Monday, October 29, 2012

wasted words on lower cases and bigger ones

Due to being inside for the last three days, I’ve had more than enough time to mull over the fact that one of my keyboard keys is broken.

Kind of like teeth, not every keyboard key is equally crucial. I'd say I lost the second to last molar of my keyboard. I lost a letter that is used frequently enough that it isn’t a Z or an X by any means, but it’s even less of an E or a T. I miss it, just as I’m sure I’d sorely miss that second to last molar, but I’m no Danny Brown. I’m learning to deal.

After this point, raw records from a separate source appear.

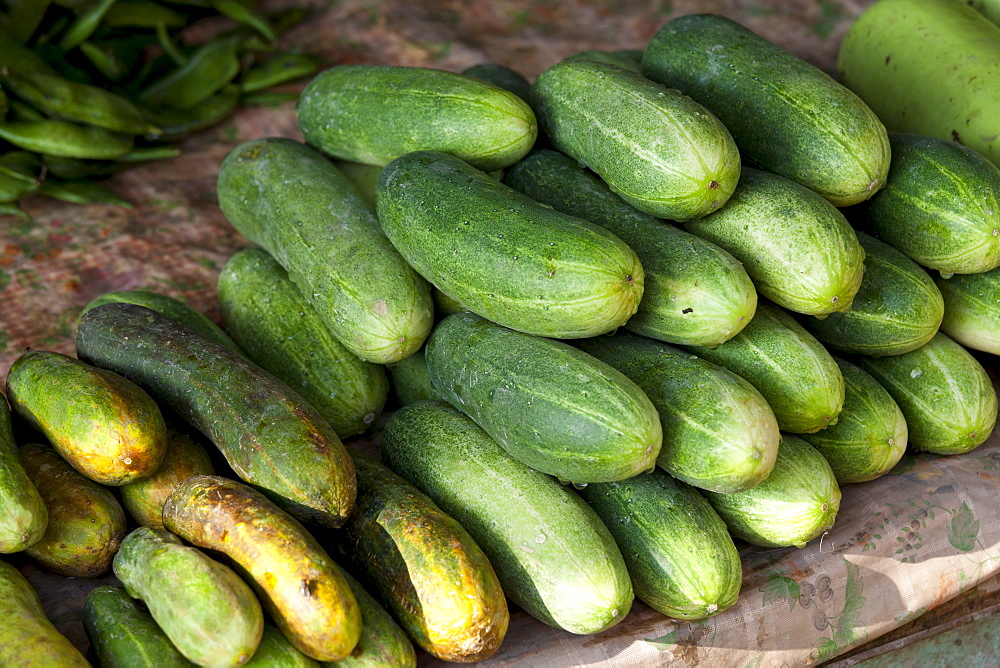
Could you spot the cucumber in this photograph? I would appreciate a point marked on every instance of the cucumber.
(551, 406)
(295, 579)
(972, 309)
(503, 255)
(940, 205)
(269, 435)
(788, 366)
(786, 116)
(281, 331)
(604, 116)
(553, 556)
(424, 567)
(798, 248)
(290, 200)
(897, 308)
(105, 426)
(718, 431)
(870, 436)
(23, 515)
(679, 554)
(86, 524)
(28, 638)
(210, 615)
(376, 113)
(796, 503)
(125, 636)
(695, 292)
(946, 396)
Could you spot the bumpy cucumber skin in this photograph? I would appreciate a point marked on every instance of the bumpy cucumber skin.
(604, 117)
(940, 205)
(376, 113)
(123, 636)
(290, 200)
(503, 255)
(946, 396)
(425, 568)
(897, 308)
(793, 505)
(870, 435)
(551, 406)
(679, 554)
(554, 557)
(786, 116)
(695, 293)
(281, 331)
(23, 516)
(28, 638)
(269, 435)
(788, 366)
(718, 431)
(798, 248)
(86, 524)
(972, 309)
(298, 583)
(144, 499)
(105, 426)
(210, 615)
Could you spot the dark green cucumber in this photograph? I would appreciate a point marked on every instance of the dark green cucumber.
(125, 636)
(604, 116)
(897, 308)
(679, 554)
(940, 205)
(798, 248)
(793, 505)
(376, 113)
(281, 331)
(290, 200)
(695, 292)
(268, 433)
(793, 370)
(785, 115)
(174, 309)
(551, 406)
(718, 431)
(553, 556)
(503, 255)
(946, 396)
(870, 435)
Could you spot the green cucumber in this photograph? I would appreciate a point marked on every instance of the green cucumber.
(870, 435)
(553, 556)
(125, 636)
(281, 331)
(972, 309)
(503, 255)
(786, 116)
(897, 308)
(796, 503)
(551, 406)
(604, 116)
(695, 293)
(718, 431)
(376, 113)
(798, 248)
(290, 200)
(793, 370)
(679, 554)
(946, 396)
(940, 205)
(269, 435)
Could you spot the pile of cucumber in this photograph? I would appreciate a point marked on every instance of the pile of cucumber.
(591, 403)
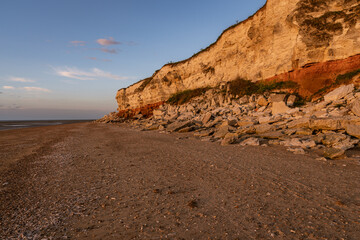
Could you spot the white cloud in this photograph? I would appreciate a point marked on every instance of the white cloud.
(36, 89)
(107, 42)
(94, 74)
(109, 50)
(77, 43)
(98, 59)
(17, 79)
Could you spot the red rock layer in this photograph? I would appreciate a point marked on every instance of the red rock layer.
(313, 77)
(146, 111)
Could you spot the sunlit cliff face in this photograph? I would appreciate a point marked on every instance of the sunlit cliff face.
(307, 41)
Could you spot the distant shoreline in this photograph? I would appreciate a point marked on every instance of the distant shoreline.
(18, 124)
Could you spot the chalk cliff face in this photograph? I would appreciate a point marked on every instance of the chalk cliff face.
(307, 41)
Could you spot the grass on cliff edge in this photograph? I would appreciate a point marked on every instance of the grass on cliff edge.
(185, 96)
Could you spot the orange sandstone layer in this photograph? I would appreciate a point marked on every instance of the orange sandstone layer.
(313, 77)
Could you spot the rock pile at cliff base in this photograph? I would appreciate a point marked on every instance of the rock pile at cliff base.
(331, 125)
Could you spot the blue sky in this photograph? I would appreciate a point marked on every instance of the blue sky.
(65, 59)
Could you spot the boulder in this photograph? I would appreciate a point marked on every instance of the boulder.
(263, 128)
(221, 131)
(250, 142)
(325, 124)
(176, 126)
(229, 138)
(353, 129)
(291, 100)
(299, 123)
(333, 153)
(356, 107)
(339, 93)
(206, 118)
(262, 101)
(277, 98)
(279, 108)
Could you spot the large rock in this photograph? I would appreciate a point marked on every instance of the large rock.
(353, 129)
(325, 124)
(356, 107)
(339, 93)
(289, 40)
(279, 108)
(176, 126)
(206, 118)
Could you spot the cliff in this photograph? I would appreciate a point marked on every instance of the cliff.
(306, 41)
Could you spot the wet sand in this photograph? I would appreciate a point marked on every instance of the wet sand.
(96, 181)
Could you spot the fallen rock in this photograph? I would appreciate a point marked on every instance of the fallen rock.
(333, 153)
(262, 101)
(176, 126)
(229, 138)
(325, 124)
(356, 107)
(206, 118)
(297, 150)
(353, 129)
(291, 100)
(263, 128)
(339, 93)
(277, 98)
(250, 142)
(279, 108)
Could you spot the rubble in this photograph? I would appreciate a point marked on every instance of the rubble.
(332, 124)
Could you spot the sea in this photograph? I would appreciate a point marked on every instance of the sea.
(8, 125)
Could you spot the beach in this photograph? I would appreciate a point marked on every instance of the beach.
(104, 181)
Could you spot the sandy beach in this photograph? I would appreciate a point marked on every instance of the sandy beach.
(98, 181)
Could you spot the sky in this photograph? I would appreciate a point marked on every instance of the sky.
(66, 59)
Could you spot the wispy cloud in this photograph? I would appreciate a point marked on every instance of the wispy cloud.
(109, 50)
(107, 42)
(78, 43)
(36, 89)
(18, 79)
(93, 74)
(99, 59)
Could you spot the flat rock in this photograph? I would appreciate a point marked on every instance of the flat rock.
(339, 93)
(250, 142)
(279, 108)
(176, 126)
(333, 153)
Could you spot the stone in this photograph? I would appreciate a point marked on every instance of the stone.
(221, 132)
(297, 150)
(277, 98)
(176, 126)
(333, 153)
(299, 123)
(325, 124)
(291, 100)
(339, 93)
(244, 100)
(262, 101)
(263, 128)
(304, 131)
(250, 142)
(206, 118)
(272, 135)
(333, 138)
(204, 133)
(353, 129)
(229, 138)
(356, 107)
(279, 108)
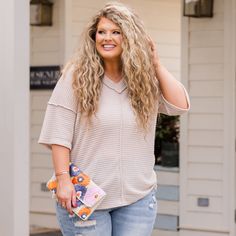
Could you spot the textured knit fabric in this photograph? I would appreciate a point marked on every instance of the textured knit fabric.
(115, 153)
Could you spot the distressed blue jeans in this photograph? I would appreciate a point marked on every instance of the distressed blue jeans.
(136, 219)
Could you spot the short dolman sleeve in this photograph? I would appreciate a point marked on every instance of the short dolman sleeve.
(60, 116)
(167, 108)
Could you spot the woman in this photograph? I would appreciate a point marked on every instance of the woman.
(102, 116)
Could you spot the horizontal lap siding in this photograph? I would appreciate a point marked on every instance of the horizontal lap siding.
(46, 49)
(204, 176)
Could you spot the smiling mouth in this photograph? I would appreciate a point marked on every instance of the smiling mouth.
(108, 46)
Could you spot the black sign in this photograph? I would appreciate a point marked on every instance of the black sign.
(44, 77)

Yes, there are things I could do. I could Ctrl+C and Ctrl+V, or I could reassign the letter to some virgin key just waiting to become a sudden necessity. You’d like that, [, wouldn’t you? I’d like to do it for you. Like Naughty By Nature, I’m down with Other Individual’s Genitalia. Maybe I will one day. But for now, I’m kind of enjoying the weird challenge of refraining from using the letter in question.

In my emails, on my wall, and everywhere else I make my incessantly lame internet existence known, I’ve been trying to do without. I like to think that it’s causing my brain to remain on the ball in the face of a totally trivial adversity. And the result is somewhere between me sounding overly scholarly and like English is my second language. Like a mysterious individual. One that I might even like were I to meet them!

So I guess my thesis is this: there are things that we think are necessary in life. Like deodorant. Or chairs. But are they really? If they were to vanish suddenly, would we find better things to stick under our arms? Would we find better devices on which to sit? Could writing without using a letter become my thing? Like not cursing on his tracks was Will Smith’s thing? Or like celibacy was Morrisey and then also Rivers Cuomo’s thing? (Sadly, music always gets weird when there’s celibacy involved.)

Would anyone even notice?

Monday, October 8, 2012

brief feminist rant about a macy's commercial

Anyone who knows me well knows that I am not a feminist.

The problem isn’t that I “don’t like women.” That is wrong. I absolutely love women. It’s bitches that I hate.

Women include: Neko Case, Anne Frank, Amy Poehler.

Bitches include: nearly everyone else. Girls that stop hanging out with their friends when they get a boyfriend. Girls that go to college just so that they can meet a husband. Girls that don’t care what they are when they grow up, so long as they’re a mom.

Bitches let themselves become someone’s bitch, and that is why I have no sympathy for them. And that is why the latest Macy’s commercial is particularly disturbing to me.

“Because you’re more than just a mom,” declares the dumb announcer as the Stepford-wives looking woman steps out of her Stepford-wives looking house. The mom confidently strides down the perfect path that paves her front lawn, waving and smiling, until--SQUEAK-- she steps on a kid’s toy.

This brings her back to reality and reminds her that no, she’s not more than just a mom.

But then, something magical happens. Then someone reminds her that, indeed, there is a reason that she was put on this earth other than to pump out offspring. Her bubbly blonde neighbor, presumably another full-time mom, emerges from her home. “Cute boots!” she calls at her neighbor.

Our “more than just a mom” character smiles up triumphantly. Poorly animated fireworks and the word “VICTORY” flash across the screen.

Really? Is this what you live for, women? The approval of the woman next door who has as few of her own interests and personality as you do? Be careful, woman next door...thou shalt not covet thy neighbor’s goods. Better run to Macy’s and grab yourself a pair.

And who do we have to thank for these wonderful, life-changing boots? Carlos Santana, says the announcer. A man. Carlos Santana, what are you doing making women’s boots, anyway? I liked you better when you were collaborating with Rob Thomas. These ladies’ boots? Not so “smooth.”

So ultimately, my point is this: it’s the 21st century. Women, you have all the resources in place to be more than just a mom. And that can even extend past impressing your lame neighbor with your new Carlos Santana boots.

Okay, rant over. You go back to your normal life, and I’ll go back to sowing my moongarden.

Thursday, October 4, 2012

four indie rock road trip ideas

4. Bon Iver: Plan to go to Lisbon, OH, Hinnom, TX, Calgary, and Perth. In actuality, just find a remote cabin in northwestern Wisconsin and cry.

3. Arcade Fire: Drive around the suburbs. Reflect on how difficult it was to grow up in them.

2. Neutral Milk Hotel: Construct a time machine/teleportation device and go back to Holland in 1945. Find Anne Frank and ask her if she wants to join your Mile High Club in the aeroplane over the sea.

1. Sufjan Stevens: Say you are going to all 50 states. Instead, just go to two and call it quits.